ARD/ZDF-Onlinestudie 2008: Internet und Onlinevideo weiter auf dem Vormarsch

ARD/ZDF-Onlinestudie 2008 Was jeder in seinem Alltag sowieso schon bemerkt hat, wird jetzt auch durch die neueste Onlinestudie von ARD und ZDF belegt. Der Internetkonsum nimmt weiter spürbar zu, die Deutschen verbringen im Schnitt bereits fast eine Stunde pro Tag im Netz. 58 Minuten gegenüber noch 54 Minuten im Vorjahr. Bei den Jugendlichen hat das Internet das Fernsehen schon längst eingeholt:

Ein anderes Bild zeichnet sich bei den 14- bis 19-Jährigen ab: Mit 120 Minuten täglich verbringen sie mehr Zeit im Netz als mit fernsehen (100 Minuten) oder Radio hören (97 Minuten). Besonders attraktiv für Jugendliche sind multimediale Anwendungen und hier vor allem Videos im Netz: 92 Prozent der Jugendlichen rufen Videos ab und schauen live oder zeitversetzt Fernsehsendungen im Netz. Auch in der Gesamtheit der Internet-Anwender ist das Interesse an Bewegtbildern deutlich angestiegen: von 45 Prozent in 2007 auf 55 Prozent in 2008.

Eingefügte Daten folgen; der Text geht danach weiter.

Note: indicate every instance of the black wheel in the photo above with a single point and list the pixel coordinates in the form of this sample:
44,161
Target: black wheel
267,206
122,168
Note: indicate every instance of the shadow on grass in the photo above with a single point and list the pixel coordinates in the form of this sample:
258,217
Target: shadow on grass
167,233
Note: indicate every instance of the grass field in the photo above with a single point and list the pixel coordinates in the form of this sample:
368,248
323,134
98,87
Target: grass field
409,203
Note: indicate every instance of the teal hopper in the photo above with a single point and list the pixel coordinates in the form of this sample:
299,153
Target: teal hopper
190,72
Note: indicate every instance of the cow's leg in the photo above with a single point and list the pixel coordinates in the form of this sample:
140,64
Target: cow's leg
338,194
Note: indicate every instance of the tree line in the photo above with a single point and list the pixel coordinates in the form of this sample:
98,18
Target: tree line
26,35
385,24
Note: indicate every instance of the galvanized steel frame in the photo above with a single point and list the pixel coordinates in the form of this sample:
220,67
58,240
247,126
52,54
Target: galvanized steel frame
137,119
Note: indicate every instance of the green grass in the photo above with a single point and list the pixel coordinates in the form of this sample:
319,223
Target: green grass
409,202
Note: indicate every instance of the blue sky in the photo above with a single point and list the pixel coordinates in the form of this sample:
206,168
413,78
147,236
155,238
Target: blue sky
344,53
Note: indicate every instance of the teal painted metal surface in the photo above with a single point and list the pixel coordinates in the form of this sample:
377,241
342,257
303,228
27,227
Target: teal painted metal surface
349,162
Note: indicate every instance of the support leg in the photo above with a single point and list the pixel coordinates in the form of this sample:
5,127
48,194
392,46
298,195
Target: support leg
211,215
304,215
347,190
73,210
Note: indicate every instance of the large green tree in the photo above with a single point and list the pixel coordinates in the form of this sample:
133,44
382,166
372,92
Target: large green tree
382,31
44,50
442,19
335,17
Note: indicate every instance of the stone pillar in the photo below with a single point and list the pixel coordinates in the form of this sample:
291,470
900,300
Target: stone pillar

Detaillierte Zahlen zu einzelnen Sonderpunkten (etwa zum Thema Web2.0) werden auf den Seiten der Studie präsentiert: ard-zdf-onlinestudie.de.

Insgesamt sollten diese Zahlen äußerst kritisch betrachtet werden, denn teilweise wird von einer zu geringen Zahlenbasis aus hochgerechnet (etwa im Kapitel Web 2.0 basiert das ganze auf nur 1186 befragten Personen ab 14 Jahren), was natürlich die Ergebnisse verfälschen kann. Aber interessante Aufschlüsse ergeben sich trotzdem hier und da.

Was andere Blogs und Websites zu diesem Thema schreiben (und noch schreiben werden), lest ihr wie immer schön zusammengefasst bei Rivva.

6 Gedanken zu “ARD/ZDF-Onlinestudie 2008: Internet und Onlinevideo weiter auf dem Vormarsch

  1. Oh ja, und dann erst die ganze Bandbreite, die der gemeine Offliner angibt, warum er sich dem Medium verweigert: Von saturiert (“Info- und Unterhaltungsangebote von Presse, Radio u. Fernsehen reichen mir aus”) bis in der Tat bedauernswert (“Ich habe niemanden, der mir den Einstieg ins Internet erleichtert”) ist alles dabei.

  2. ob man wirklich diese Studie so übernehmen sollte lass ich mal hingestellt.

    Denn ARD und ZDF sind ja auf die GEZ Beiträge angewiesen und dieses gelten auch bekanntlich seit geraumer Zeit für die Internetnutzung.

    Ich glaube das Ergebnis wurde stark in diese Richtung gedrängt.

    1186 Personen ist für eine Studie in dieser Größenordnung nicht wirklich Aussagekräftig.

  3. @Steffen: Ich hab ja in meinem Beitrag schon geschrieben, dass die Zahlen der Studie sehr kritisch zu betrachten sind, da von einer niedrigen Zahlenbasis aus hochgerechnet wird.